Coal cargo may decline further after a 16 per cent drop in volume last year, he added. “None of us are banking on coal as part of our future.”
In the long term, shippers and ports hope to see critical minerals make up a growing chunk of bulk freight to feed the fast-growing market for electric cars.
“There’s an abundance of critical materials needed for battery and electric vehicle production in Canada, and many of these will be transferred from mine sites and facilities by the marine mode,” Bowles told industry representatives in a speech at the St. Lambert Lock across the St. Lawrence River from Montreal.
The timeline is hazy, however.
Canada remains “in the early throes” of lithium and rare earth metals development for electric car batteries — minerals Bowles sees playing a crucial role in establishing the seaway as a “green corridor.”
“We don’t have it really well evaluated yet,” he said in an interview. The “big challenge for Canada” remains getting hydraulic mining shovels in the ground.
The country has deposits of most of the 31 critical minerals listed in a strategy laid out by Natural Resources Minister Jonathan Wilkinson in December, but the government aims initially to focus on the six with the greatest potential for growth.
Those include lithium, graphite, nickel, cobalt, copper and the group of 17 metals and minerals known as rare earth elements.
There are already significant mining operations in nickel, copper and cobalt, as well as smaller graphite operations.
Canada is not a commercial producer of rare earth elements, though it does have some of the largest-known deposits. The Tanco mine in Manitoba is the only lithium mine operating now, but at least one more is on tap to reopen in Quebec this year.
The strategy and the $3.8 billion investments in last year’s federal budget aim to encourage new exploration, expedite regulatory and environmental reviews, build infrastructure to support discovery of new deposits and build equity partnerships with Indigenous people.

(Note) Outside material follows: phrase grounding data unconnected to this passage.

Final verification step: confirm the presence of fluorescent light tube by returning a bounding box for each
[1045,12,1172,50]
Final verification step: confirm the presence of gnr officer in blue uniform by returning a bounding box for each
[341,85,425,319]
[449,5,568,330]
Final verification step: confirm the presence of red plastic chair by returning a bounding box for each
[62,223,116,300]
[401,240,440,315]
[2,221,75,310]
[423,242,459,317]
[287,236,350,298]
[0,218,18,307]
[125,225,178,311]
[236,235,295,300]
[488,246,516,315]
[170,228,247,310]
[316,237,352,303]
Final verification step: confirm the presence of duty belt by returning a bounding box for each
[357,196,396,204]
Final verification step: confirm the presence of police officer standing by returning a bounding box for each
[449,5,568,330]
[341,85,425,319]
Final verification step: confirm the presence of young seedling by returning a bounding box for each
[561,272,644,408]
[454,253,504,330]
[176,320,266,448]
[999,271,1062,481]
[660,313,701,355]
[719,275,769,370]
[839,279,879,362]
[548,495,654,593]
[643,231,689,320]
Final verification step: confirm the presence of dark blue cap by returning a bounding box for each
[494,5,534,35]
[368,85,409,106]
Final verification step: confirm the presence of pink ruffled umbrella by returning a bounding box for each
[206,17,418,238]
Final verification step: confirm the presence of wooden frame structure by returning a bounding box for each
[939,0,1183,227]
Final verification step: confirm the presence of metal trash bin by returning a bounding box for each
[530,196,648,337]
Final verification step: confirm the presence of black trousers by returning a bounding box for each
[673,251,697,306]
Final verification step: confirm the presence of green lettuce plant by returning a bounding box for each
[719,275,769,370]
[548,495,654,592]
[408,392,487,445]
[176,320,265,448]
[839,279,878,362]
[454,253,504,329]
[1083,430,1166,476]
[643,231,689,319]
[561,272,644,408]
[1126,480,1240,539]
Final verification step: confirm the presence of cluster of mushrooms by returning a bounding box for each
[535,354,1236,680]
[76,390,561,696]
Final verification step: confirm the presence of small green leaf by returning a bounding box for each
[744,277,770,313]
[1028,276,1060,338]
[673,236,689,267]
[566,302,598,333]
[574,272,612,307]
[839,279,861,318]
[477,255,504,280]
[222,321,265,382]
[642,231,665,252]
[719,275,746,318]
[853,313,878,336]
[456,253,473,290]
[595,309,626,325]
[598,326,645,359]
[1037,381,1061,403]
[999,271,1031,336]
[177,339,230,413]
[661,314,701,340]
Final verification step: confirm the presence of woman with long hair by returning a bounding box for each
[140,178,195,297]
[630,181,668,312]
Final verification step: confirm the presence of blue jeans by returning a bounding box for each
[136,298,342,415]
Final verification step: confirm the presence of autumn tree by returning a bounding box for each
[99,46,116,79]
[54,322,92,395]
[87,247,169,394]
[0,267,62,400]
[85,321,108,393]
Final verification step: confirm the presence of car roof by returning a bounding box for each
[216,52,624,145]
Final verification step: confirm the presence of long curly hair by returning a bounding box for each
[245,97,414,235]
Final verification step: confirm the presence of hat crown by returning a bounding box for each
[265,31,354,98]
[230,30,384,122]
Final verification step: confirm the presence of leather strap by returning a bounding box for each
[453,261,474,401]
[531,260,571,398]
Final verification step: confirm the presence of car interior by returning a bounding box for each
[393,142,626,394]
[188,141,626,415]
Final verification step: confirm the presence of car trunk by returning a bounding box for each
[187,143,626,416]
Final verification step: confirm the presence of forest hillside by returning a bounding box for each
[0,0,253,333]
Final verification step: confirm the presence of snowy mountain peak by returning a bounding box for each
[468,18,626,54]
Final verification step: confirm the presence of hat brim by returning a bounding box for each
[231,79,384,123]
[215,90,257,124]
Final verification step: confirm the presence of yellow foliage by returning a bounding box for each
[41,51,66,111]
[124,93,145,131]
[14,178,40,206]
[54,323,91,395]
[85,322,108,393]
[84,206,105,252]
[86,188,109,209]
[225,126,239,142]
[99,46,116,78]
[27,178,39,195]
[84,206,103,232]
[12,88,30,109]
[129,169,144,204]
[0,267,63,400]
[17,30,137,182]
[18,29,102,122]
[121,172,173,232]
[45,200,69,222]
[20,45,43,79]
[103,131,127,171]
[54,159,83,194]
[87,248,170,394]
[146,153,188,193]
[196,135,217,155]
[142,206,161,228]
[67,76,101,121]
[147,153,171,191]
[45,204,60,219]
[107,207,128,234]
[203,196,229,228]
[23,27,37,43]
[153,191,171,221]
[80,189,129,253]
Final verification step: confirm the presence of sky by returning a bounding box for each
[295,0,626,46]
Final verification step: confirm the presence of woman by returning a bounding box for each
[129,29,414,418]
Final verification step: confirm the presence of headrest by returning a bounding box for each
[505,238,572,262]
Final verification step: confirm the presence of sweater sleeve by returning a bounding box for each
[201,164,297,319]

Less than a week before the federal government unveils its new budget — and on the eve of U.S. President Joe Biden’s visit to Canada — the Chamber of Marine Commerce also called on Ottawa to follow America’s lead on major funding for transport infrastructure.
The massive U.S. Inflation Reduction Act targeting climate change includes US$3 billion to reduce air pollution at ports by installing zero-emission equipment. Separately, the U.S. Department of Transportation has earmarked US$662 million for port infrastructure development this year.
“You see the Americans jumping ahead of the Canadians,” Burrows said. “Where’s Canada? We really are missing in action.”